Former Thai Prime Minister Srettha Thavisin actively promoted the scheme during his 11 months in office. He claimed that giving consumers money would help boost the country’s GDP.
The overall scheme involves paying 10,000 baht ($280) to 45 million citizens to spend locally to stimulate the economy. On 25 September, the government launched the first phase of the programme, under which the amount would be distributed in cash to the bank accounts of Thai social security cardholders and citizens with disabilities.
The digital wallet scheme is estimated to cost the Thai government $14 billion. However, economists debate whether it will be effective in stimulating consumer spending or whether it is just a populist policy.
Ilada Pitsuwan, a Thailand-based economic journalist, believes there are pros and cons to the distribution.
For political agendas, it is quite clear that after the introduction of the 10,000-baht cash handouts, the popularity of PM Paetongtarn Shinawatra, rose to the top, according to a NIDA poll.

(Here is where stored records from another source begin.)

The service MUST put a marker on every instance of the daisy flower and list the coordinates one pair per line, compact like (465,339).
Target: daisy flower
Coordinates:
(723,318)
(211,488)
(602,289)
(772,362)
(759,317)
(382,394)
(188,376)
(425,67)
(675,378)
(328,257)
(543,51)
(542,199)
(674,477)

The People’s Party, a regrouping of the disbanded Move Forward Party, remains the most popular political force in Thailand, according to a recent poll. Ilada said the economic push could help the Pheu Thai Party’s popularity in the short term. In the long term, however, the Thai people need structural changes in the country.
The current challenge of the Thai economy is the influx of cheap Chinese goods that could threaten Thai manufacturing in the long term. It would be beneficial if this policy continues to drive Thailand’s economic growth, but if not, the results of this huge consumption may not benefit Thai manufacturers and may instead spread outside the country as well.